How eCryptfs Affects Filename Lengths
If you’ve ever needed or wanted to know how long a filename will be when encrypted with eCryptfs, hopefully this gives you an idea of some of the forces at work. I don’t claim to be an expert in eCryptfs, but I did base all this information on some pretty solid evidence.
TL;DR
eCryptfs increases the length of a filename in a predictable pattern. Check the table down below. If you know
the length of the unencrypted file n
, find the row where n
falls between the first two columns. The encrypted length
will be the right column of that row.
Background
While doing research for my PhD, some of my work has included eCryptfs indirectly (I do research in digital forensics, not cryptography or filesystems). At one point I was trying to predict the size of files after encryption, and the biggest discrepancy between my predictions and the actual values was the directory entries. I had assumed that all directories would occupy 4096 bytes on disk, but this didn’t align at all with what I was seeing. At this point, I knew I was making too many assumptions about the size of directories, but I didn’t know how to calculate them better.

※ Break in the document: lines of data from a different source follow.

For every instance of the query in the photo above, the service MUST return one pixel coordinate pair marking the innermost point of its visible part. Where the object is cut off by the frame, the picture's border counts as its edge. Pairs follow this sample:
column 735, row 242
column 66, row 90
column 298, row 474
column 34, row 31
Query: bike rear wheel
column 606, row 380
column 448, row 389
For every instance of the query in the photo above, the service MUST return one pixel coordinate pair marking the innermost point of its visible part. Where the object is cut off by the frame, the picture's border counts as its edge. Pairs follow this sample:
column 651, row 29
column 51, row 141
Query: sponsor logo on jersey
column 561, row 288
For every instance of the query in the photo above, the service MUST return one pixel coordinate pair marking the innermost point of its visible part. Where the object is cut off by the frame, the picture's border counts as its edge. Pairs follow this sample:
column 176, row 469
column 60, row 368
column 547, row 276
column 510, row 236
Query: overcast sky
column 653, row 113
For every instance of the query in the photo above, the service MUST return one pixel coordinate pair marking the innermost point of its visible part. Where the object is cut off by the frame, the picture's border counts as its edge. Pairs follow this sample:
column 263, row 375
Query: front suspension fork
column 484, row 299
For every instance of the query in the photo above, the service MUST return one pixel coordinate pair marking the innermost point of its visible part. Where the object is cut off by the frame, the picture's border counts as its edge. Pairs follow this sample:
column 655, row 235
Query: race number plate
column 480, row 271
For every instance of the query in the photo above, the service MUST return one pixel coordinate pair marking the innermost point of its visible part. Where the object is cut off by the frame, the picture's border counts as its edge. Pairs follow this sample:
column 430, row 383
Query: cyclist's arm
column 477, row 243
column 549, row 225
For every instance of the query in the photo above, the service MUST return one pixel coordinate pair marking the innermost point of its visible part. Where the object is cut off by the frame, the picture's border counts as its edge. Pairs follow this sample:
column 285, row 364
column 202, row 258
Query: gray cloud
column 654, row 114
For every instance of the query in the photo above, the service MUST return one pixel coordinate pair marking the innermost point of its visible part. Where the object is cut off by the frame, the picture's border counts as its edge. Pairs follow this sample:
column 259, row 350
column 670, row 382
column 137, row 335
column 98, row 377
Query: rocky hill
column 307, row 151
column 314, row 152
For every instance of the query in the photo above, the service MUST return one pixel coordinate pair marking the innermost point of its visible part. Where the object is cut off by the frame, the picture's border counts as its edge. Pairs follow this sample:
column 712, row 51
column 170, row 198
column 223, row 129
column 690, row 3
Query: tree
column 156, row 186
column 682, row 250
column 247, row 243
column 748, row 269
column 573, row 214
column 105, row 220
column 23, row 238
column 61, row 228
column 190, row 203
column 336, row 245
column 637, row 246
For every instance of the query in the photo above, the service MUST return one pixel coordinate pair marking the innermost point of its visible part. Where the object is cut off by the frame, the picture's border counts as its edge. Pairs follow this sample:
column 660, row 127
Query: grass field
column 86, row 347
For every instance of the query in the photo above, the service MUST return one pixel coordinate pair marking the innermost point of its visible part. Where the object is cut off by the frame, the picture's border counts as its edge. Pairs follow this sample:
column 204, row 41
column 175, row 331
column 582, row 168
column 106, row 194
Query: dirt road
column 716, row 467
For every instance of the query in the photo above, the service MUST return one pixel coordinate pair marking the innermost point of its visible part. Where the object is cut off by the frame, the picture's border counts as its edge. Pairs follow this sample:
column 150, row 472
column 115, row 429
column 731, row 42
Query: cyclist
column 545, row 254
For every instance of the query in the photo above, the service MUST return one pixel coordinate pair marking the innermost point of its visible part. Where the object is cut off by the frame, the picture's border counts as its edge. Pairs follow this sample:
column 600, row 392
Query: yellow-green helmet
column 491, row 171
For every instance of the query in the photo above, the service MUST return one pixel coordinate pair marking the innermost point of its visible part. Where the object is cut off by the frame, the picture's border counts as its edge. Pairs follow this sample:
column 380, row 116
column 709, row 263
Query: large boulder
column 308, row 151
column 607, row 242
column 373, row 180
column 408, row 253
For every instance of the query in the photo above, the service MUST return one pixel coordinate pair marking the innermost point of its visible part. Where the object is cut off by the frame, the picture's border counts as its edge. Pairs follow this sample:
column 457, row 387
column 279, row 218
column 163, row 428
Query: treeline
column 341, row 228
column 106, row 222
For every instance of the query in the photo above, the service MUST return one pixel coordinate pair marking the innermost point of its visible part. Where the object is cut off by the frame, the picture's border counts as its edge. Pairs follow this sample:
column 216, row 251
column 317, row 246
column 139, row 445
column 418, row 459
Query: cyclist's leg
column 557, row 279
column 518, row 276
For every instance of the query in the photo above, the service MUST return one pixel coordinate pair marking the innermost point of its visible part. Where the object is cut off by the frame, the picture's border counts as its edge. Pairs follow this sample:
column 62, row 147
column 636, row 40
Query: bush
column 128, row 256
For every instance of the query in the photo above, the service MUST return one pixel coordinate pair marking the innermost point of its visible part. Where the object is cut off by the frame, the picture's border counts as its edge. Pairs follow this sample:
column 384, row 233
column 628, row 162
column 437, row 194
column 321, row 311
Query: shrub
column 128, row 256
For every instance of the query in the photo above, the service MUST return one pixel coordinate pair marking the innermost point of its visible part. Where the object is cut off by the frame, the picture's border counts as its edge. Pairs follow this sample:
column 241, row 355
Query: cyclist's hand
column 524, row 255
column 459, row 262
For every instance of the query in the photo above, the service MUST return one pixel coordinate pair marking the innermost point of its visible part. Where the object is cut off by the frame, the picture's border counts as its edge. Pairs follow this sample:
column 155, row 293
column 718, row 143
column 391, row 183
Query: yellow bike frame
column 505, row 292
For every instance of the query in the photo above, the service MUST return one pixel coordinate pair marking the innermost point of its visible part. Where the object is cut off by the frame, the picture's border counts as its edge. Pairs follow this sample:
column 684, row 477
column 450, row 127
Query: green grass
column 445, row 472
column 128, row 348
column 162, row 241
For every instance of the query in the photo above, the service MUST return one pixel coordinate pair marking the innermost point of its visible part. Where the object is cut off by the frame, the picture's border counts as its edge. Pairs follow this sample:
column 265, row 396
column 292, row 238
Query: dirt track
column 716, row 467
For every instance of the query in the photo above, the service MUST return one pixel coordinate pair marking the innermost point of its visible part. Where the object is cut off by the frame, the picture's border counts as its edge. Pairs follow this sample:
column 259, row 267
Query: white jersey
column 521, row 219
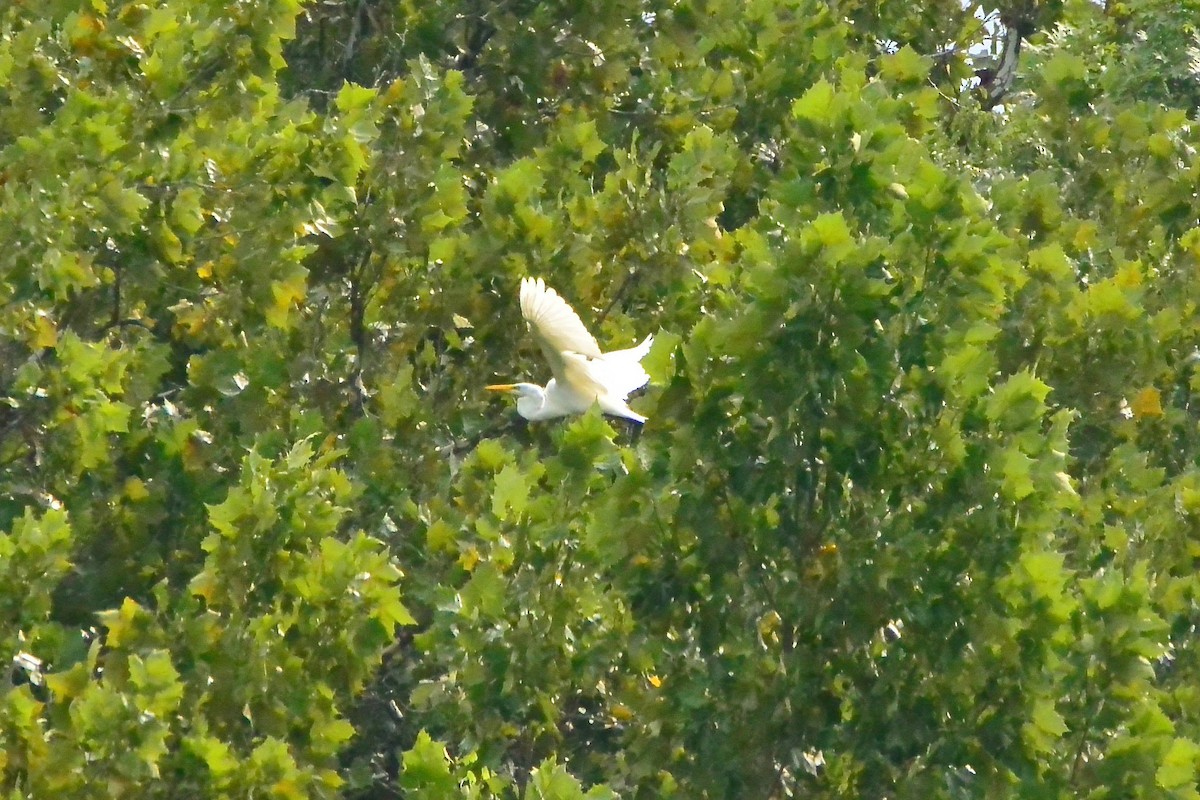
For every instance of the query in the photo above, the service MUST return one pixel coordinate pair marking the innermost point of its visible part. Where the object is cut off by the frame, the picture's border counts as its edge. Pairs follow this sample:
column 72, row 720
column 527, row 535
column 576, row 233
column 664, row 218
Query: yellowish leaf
column 46, row 335
column 1149, row 402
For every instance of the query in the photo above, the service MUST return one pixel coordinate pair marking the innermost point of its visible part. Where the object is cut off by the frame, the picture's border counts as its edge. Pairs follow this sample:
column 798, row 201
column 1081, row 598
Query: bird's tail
column 634, row 354
column 621, row 371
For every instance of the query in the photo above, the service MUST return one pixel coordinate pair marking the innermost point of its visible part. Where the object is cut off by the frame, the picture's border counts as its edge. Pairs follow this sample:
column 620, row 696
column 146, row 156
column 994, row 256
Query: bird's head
column 531, row 397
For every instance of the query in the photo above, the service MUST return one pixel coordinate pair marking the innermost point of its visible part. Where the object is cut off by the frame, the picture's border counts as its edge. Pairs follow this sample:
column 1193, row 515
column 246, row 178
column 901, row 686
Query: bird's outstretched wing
column 556, row 326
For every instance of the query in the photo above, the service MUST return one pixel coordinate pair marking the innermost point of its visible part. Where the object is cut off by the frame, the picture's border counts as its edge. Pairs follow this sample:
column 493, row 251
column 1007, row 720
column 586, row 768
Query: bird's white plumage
column 583, row 374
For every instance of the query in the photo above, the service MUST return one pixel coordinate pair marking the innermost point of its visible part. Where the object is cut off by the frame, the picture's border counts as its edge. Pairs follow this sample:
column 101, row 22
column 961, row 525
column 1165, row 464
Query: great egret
column 582, row 373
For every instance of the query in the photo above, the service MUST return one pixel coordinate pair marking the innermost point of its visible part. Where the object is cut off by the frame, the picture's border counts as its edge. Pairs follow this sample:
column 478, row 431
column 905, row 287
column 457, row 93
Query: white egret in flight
column 582, row 373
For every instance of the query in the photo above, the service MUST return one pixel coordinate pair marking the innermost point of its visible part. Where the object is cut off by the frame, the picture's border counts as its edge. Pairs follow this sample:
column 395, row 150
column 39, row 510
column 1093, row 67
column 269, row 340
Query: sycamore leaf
column 1179, row 767
column 816, row 104
column 511, row 492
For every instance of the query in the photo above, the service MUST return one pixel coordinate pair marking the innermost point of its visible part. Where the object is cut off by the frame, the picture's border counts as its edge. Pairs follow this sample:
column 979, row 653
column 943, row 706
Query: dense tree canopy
column 917, row 509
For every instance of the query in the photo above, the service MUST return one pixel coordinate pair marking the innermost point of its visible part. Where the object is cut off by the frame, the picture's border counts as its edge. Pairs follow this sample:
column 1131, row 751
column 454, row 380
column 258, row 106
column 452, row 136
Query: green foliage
column 915, row 511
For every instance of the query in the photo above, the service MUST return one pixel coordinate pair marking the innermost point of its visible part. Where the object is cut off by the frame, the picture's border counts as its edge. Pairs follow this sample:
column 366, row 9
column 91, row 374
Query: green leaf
column 511, row 492
column 1179, row 767
column 816, row 104
column 905, row 65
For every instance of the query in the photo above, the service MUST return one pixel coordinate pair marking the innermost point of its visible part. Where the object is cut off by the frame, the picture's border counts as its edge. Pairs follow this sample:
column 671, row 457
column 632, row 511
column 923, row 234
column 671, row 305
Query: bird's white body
column 583, row 376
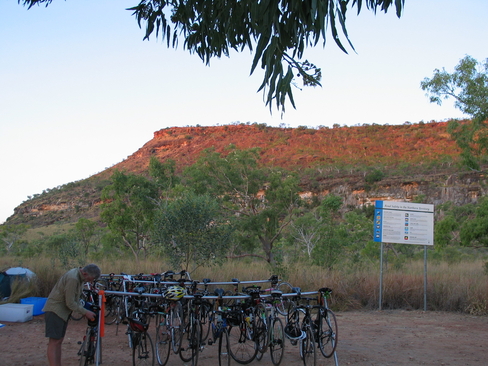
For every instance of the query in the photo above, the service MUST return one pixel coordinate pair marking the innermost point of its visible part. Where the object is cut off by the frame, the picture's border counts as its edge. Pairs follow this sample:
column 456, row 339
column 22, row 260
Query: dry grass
column 461, row 287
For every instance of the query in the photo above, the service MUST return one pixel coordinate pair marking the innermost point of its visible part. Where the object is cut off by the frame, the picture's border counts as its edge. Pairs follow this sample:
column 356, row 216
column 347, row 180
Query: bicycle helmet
column 293, row 332
column 174, row 293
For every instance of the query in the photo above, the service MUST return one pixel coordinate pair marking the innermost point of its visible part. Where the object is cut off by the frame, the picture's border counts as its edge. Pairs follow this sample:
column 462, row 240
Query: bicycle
column 325, row 325
column 270, row 334
column 243, row 344
column 192, row 343
column 283, row 303
column 219, row 328
column 90, row 350
column 299, row 329
column 169, row 324
column 141, row 342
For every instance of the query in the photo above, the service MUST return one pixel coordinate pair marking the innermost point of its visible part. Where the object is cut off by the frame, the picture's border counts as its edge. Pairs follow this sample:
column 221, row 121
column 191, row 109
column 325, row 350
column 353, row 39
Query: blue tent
column 5, row 289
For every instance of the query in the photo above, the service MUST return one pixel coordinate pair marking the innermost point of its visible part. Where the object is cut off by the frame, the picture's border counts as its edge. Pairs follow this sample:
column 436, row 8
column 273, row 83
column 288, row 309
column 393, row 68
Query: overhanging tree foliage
column 277, row 31
column 468, row 85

One day, while I was looking through the source code of eCryptfs, I realized that (1) the contents of a directory stored to disk is a list of the files with their names and inode number, and (2) the names of all the files will be particularly long because they’re all encrypted by eCryptfs.
I knew that one variable I would need to take into account was that when eCryptfs encrypts a filename, the resulting filename is padded, but still variable in length. So, I designed an experiment to figure out what the thresholds are that cause the encrypted filenames to jump to the next length level. Check out the screenshot to see what I’m talking about:
See how the length of the filenames is always a constant plus the multiple of some value?
The Experiment
I wrote a Python script to create a file in the “upper” filesystem (unencrypted) and monitor the corresponding entry in the “lower” filesystem (encrypted). My script created files with increasing filename lengths and then recorded what the length of the filename was for the lower file. It did this thousands of times with randomly generated filenames, including Unicode characters.
The results are summarized in the table below. The rows indicate what the length of the encrypted filename is for a
range of upper filename lengths. For example, if the unencrypted filename is between 80-95 characters long, the
encrypted filename will always be 188 characters. Since ext4
limits any filename from having more than 255 characters,
the encryption process will fail for an unencrypted file with any more than 143 characters.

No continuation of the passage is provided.